Of course, I’ve never been a police officer

and neither had any of my co-founders. Nor, for that matter, had we been victims of the police, or had any substantial prior exposure to police. No one on our team was black. We relied on other aspects of our credibility, which worked when speaking to some of the executive leadership at departments, but made it harder to justify our objections to their pushback. It made it even harder when we talked to rank-and-file officers about what we were building — why should they trust our algorithms would understand their day-to-day, and not penalize them unfairly. Forget about convincing police unions to support any sort of new HR system — let alone one they viewed as a black box. I feel like exhibit A for why I love it now when entrepreneurs have deep industry experience.

What happened in Minneapolis and Louisville and Chicago and countless other cities across the United States is unconscionable (and to be clear, racist). But what makes me the maddest is how easy this problem is to solve, just by the police deciding it’s a thing they want to solve. Look — policing is hard. I met an officer who puts their hand on the trunk of every car they pull over, just in case something goes wrong, so there are fingerprints. You get a call and have very limited information about what you’re showing up to — which is often a person on the worst day of their life, well before you came on the scene, and it can get chaotic. But most officers are empathetic, and well-trained, and would never use any force on anyone selling loose cigarettes — and so they, more than anyone, should want to rid their workplace of anyone who would do that — and more often than not, they say they do.

As a venture capitalist, I get pitched sometimes by people solving genuinely hard problems — hugely difficult technology, major coordination problems, and more. Often the most interesting companies are ones that are just bringing online processes that are still being done via pen-and-paper — the Tableau dashboards, not the neural nets. Venture capitalists and tech entrepreneurs are incentivized to believe software can solve any problem. But your customers need to want it to be solved first.

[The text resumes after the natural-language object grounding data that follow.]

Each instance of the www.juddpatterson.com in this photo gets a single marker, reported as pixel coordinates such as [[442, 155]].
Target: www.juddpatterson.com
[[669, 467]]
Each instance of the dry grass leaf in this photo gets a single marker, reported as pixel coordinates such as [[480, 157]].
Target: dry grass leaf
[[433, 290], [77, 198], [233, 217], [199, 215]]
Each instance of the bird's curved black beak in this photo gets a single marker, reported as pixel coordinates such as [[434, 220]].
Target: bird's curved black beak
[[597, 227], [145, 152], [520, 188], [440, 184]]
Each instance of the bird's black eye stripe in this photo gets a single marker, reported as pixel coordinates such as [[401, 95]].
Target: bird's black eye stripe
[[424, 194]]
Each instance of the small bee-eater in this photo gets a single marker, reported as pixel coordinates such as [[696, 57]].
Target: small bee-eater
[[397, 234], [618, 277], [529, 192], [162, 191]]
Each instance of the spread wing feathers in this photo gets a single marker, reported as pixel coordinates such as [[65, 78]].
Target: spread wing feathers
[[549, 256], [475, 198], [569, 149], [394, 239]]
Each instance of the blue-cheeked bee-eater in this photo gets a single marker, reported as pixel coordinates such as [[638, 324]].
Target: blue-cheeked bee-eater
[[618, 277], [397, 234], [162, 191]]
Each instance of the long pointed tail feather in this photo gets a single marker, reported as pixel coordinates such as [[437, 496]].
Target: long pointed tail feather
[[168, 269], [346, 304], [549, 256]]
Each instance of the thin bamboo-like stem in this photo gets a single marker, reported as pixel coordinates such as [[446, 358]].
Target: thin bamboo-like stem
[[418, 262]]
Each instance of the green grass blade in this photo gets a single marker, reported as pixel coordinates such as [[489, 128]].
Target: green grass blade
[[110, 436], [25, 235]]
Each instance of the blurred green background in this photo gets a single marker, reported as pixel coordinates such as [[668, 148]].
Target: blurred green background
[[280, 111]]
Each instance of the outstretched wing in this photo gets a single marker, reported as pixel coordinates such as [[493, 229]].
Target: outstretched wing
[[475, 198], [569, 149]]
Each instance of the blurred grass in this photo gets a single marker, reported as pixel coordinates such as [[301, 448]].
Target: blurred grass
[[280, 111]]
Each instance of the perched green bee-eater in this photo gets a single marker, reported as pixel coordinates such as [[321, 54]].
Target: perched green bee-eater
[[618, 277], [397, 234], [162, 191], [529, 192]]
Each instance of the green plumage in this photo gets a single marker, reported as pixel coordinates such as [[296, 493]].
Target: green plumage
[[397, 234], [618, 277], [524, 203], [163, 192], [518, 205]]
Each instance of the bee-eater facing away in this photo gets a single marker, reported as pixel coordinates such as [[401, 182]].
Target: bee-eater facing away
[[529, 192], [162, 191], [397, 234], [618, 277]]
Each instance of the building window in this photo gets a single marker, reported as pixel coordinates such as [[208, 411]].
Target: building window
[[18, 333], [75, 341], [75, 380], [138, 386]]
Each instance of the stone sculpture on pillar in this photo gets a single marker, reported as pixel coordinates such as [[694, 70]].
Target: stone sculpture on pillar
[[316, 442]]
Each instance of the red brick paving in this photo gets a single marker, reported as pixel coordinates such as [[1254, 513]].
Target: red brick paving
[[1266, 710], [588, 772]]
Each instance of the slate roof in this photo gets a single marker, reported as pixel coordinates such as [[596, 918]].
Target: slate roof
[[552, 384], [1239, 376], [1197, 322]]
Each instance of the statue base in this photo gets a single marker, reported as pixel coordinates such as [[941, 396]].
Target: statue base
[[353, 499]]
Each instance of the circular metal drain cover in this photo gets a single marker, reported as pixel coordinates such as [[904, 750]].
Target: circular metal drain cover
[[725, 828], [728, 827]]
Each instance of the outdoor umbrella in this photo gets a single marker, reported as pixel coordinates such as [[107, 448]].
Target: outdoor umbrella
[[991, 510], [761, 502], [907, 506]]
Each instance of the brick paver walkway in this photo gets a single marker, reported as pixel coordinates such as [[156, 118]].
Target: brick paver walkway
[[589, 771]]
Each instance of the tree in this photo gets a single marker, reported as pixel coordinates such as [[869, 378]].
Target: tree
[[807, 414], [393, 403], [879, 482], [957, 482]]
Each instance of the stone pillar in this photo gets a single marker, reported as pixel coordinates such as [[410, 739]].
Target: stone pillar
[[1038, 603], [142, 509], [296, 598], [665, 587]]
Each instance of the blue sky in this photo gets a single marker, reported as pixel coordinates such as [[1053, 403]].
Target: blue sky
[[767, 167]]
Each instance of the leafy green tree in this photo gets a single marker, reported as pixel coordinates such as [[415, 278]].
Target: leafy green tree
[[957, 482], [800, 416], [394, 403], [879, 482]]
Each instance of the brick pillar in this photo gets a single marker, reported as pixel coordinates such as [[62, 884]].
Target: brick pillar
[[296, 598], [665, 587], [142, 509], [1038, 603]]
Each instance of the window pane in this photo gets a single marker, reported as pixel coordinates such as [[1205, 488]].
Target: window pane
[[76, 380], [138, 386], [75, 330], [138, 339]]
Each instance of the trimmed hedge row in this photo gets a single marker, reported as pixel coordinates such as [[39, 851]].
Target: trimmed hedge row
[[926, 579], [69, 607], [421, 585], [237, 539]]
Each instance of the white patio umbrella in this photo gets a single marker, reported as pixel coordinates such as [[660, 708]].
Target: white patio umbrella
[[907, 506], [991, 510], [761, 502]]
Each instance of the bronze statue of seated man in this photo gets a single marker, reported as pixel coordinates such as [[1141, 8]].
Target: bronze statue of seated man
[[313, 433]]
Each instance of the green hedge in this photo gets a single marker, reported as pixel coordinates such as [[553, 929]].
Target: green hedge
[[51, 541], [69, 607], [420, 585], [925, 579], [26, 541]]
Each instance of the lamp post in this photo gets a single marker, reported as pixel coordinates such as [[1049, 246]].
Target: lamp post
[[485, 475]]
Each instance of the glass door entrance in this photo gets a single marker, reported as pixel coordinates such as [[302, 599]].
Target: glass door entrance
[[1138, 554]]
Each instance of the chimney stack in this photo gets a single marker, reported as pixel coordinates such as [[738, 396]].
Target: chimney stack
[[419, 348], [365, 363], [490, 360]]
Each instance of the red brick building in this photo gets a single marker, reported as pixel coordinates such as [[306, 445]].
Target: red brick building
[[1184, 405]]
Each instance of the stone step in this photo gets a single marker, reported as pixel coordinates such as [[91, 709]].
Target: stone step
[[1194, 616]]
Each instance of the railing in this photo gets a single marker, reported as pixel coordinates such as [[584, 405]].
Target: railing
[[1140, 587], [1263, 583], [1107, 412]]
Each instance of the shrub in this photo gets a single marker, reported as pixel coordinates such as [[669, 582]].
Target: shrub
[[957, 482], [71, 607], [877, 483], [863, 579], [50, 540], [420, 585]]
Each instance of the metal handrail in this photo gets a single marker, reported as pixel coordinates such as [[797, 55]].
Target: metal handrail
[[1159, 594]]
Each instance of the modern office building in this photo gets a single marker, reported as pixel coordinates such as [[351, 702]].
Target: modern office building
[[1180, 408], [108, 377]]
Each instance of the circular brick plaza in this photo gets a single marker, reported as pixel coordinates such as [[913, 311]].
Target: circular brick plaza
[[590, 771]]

[1] Complaint counts across departments should not be compared — each department has different polices for filing a complaint, which makes it much easier in some places, and much harder in others (including Chicago), and will skew counts.

[2] I filed a complaint myself, through this experience — an officer who I rode along with pointedly ignored a citizen obviously in need of help and trying to get our attention, and told me they should just call the police. The complaint was sustained and is permanently on their record. The other officer I rode along with carried stickers to give out to kids along their beat.